Partisinin grup toplantısı sonrasında Cumhurbaşkanı da “Kendisini iyi bir hukukçu olduğuna göre ‘KHK facia’ ifadesi kullanmasını esefle karşıladım. Bugün zaten bir toplantımız var, bunu bugün yapacağımız toplantıda konuşacağız” ifâdesini kullandı.
MAĞDURİYETLER ÂCİLEN GİDERİLMELİ
Vakıa şu ki, Ocak 2019’da yayımlanan “2. Yılında OHAL’in Toplumsal Maliyetleri Araştırma Raporu”na göre, “KHK’larla doğrudan mağdur olanların sayısının 250 bini geçmesi, ayrıca OHAL/KHK mağdur yakınları olan ikincil mağdurların âileleriyle birlikte bir buçuk milyonu bulması” vaziyeti ele veriyor.
Ne var ki 15 Temmuz Hâdisesi’nin hemen akabinde 20 Temmuz 2016’da ilan edilenOHAL dönemindeki ihraç, gözaltı ve tutuklama furyasında, tek kelime savunmaları alınmadan, dünyanın hiçbir demokratik ülkesinde ve hukukta itibar edilmeyen sahte ihbarlarla, “gizli istihbarat jurnalleri”yle, yargısız sorgusuz - sualsiz yüz binlerce vatandaşın OHAL KHK’larıyla “mensubiyet, iltisak ve irtibat” garabetiyle kamudan ve özel sektörden atılmasıyla açığa çıkan haksızlıklara karşı “iktidara ilişik medya” yorumcuları yüksünmeden hâlâ “hukukî yollar açık” diyorlar.
Ekim ayı raporunda 126 bin 200 başvurudan 92 binini sonuçlandırıp ancak 8 bin 100 başvuruyu kabul etmesiyle yine “dağ fare doğurdu” dedirten OHAL Komisyonu “OHAL uygulamalarının titizlikle incelendiği ve hukukî mekanizmaların işlediği” iddia ediyor. (gazeteler, 25.1019)
Oysa haklarında hiçbir ceza davası açılmayan, tâkipsizlik kararı verilen ya da beraat eden OHAL mağdurlarının haklarının bir an önce iâde edilmesi, hukuka uygun bir soruşturma olmaksızın OHAL KHK’larıyla işinden atılan binlerce kişinin yaşadığı ağır mağduriyetlerin âcilen giderilmesi gerekiyor.
“HUKUKÎ BİR TANIMLAMA DEĞİL…”
Gerçekten, madem bir hukukçu olarak Arınç’ın tesbitiyle, “Bütün bu haksızlıkların ve mağduriyetlerin telâfisi için bir af çıkarmaya gerek yok, ihraçlara dair OHAL KHK’larının önemli bir kısmı Meclis’te yasalaşıp kanun haline geldiği için, yeni bir kanuni düzenlemeyle hakları iâde edilebiliyor.

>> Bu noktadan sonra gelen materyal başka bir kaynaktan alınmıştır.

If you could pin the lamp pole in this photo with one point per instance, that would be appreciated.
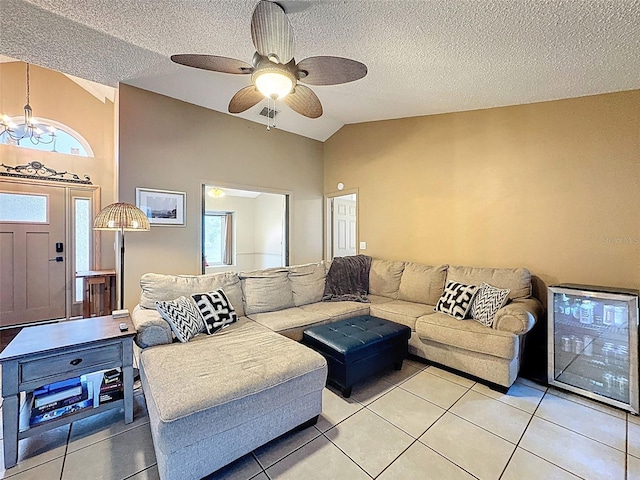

Bunun için üç-dört maddelik bir kanun teklifi yeterlidir, mesele bu kadar basittir ve bir hafta yeterlidir”; niçin siyasi iktidar bu çözüme yanaşmıyor?
Madem, “mensubiyet ve iltisak”la yapılan ihraçlar, ‘hukuki bir tanımlama’ değil, sadece bir tedbir ve delil olmayan bir ‘kanaat’ten ibârettir”; neden haksızlık ve hukuksuzlukların ortadan kaldırılmasına çalışılmıyor?
Milyonlarca vatandaşın mağduriyeti ortada. Artık politik polemiklerle siyaset yapmaktan vazgeçilmeli; hiç olmazsa “ikinci yargı paketi”nde bu ağır probleme çözüm getirilmeli.